The open DNS resolver operator Quad9, who recently immigrated from the USA to Switzerland for data protection reasons, made the acquaintance of Europe’s copyright hunters. Sony and its Hamburg law firm Rasch obtained an injunction against the New Swiss at the Hamburg Regional Court. If they are threatened with 250,000 euros or in custody, they are obliged to prevent access to a domain that makes albums of the music label accessible via sharehoster.
Quad9 is claimed as a so-called interferer because the foundation enables the resolution of the corresponding domains via its public DNS resolver service, which is available free of charge.
The district court in Hamburg found that Quad9 was not covered by the usual liability privileges for mere intermediaries like an Internet service provider or even domain registrar. The law firm Rasch also obtained a verdict against the Quad9 competitor Cloudflare last year. However, it was about customers of Cloudflare’s CDN service. As a public DNS resolver, Quad9 itself has no customers.
Data protection-friendly alternative to the top dog
Noteworthy is the court’s admission that it doesn’t matter that Quad9 is just one of many DNS resolver operators. After all, if the users stayed with Quad9 as DNS resolver, the relevant pages would be inaccessible due to the injunction. Quad9’s share of the resolver market is around one percent. The foundation recently moved to Switzerland – actually to position itself as a privacy-friendly alternative to the top dog in the DNS market, Google DNS.
Google attracts the majority of the DNS queries that are not processed via the users’ own ISP. According to the latest measurements, 14 percent of normal DNS queries and another 15 percent of the initially unsuccessful queries go through the Californians. In the future, inquiries about copyright infringers that Sony is targeting may end up there.
A few hours to answer?
Bill Woodcock – chairman of Quad9 – announced to heise online that the foundation would defend itself against the injunction. He does not accept the argument that Quad9 also provides a filter service for malware and phishing, i.e. that it already filters. These filters were used to protect users from attacks – and they cost the foundation quite a bit.

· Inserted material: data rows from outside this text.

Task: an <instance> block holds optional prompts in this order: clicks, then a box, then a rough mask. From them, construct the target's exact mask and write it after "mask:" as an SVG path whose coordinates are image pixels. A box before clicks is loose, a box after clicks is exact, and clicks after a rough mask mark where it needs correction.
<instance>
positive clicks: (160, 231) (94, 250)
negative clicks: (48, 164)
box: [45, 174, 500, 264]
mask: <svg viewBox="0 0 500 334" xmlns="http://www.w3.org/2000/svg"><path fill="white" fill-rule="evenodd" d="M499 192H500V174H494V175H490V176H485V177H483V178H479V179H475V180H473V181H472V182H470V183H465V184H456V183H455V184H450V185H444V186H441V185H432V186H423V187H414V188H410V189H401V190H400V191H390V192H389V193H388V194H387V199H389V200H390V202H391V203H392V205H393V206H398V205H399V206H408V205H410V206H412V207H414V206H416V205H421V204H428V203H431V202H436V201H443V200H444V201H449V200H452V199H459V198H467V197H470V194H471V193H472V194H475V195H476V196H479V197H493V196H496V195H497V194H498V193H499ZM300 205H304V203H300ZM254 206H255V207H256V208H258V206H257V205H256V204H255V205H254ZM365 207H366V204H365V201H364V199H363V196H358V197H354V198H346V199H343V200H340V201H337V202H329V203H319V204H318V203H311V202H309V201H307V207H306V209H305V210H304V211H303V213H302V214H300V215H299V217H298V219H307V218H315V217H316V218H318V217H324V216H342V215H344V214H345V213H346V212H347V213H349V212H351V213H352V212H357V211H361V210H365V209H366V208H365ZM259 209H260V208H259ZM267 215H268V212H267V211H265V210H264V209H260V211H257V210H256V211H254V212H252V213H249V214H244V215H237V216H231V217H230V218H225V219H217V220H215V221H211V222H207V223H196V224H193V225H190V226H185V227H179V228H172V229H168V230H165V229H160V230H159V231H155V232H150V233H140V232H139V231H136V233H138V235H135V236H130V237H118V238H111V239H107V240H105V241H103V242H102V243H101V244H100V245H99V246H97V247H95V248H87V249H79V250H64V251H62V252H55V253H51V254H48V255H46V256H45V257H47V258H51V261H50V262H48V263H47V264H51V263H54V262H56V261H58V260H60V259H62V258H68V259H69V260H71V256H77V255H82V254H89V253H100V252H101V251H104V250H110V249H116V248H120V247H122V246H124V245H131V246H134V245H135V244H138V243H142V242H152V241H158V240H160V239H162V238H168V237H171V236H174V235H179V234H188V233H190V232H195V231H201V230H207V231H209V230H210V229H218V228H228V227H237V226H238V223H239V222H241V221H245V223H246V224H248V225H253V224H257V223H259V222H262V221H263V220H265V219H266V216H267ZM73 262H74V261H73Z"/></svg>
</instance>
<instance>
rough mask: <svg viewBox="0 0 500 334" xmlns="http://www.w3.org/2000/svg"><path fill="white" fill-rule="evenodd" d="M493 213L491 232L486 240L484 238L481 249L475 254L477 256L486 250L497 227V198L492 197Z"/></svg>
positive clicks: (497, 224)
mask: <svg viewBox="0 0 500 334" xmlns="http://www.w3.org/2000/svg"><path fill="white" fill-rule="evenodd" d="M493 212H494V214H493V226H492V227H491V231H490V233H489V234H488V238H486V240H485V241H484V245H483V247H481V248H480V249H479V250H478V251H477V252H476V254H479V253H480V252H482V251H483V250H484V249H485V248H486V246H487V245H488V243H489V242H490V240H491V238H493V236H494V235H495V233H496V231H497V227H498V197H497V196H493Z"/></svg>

The chairman of the foundation also complains about the nature of the procedure. According to the court order, Quad9 only had a few hours to respond to the Sony attorney’s “letter”. It was sent on March 26, 2021, with a deadline set by March 26, 2021 4 p.m.
Sony’s team also didn’t try very hard with the sharehoster and the two authors of the infringement targeted by Sony. They wrote to them and, in the case of the domain owner, received no answer even after two days. The service provider ProMedia commissioned by the law firm Rasch sent requests for deletion to the sharehoster on March 11th, 2021 and March 18th, 2021 and on March 23rd sent a “message to the administrator” of the domains in question using a form with a deadline of March 24th. set. Unfortunately, there was no answer, and neither did any companies found in Lithuania and the Ukraine which, according to research, had been fished from the RIPE database.
Use of the resolver operator is questionable
In the end, the court will have to re-examine whether the requirement of subsidiarity required in previous judgments is actually met.
Thomas Rickert, lawyer for the eco Association of the German Internet Industry, considers the use of the resolver operator to be questionable: “I cannot imagine a provider who is further removed from responsibility for any illegal domains than a public resolver operator,” he says. He fears that if the Hamburg resolution actually existed, Internet service providers in particular would have to expect more mail from lawyers in the future.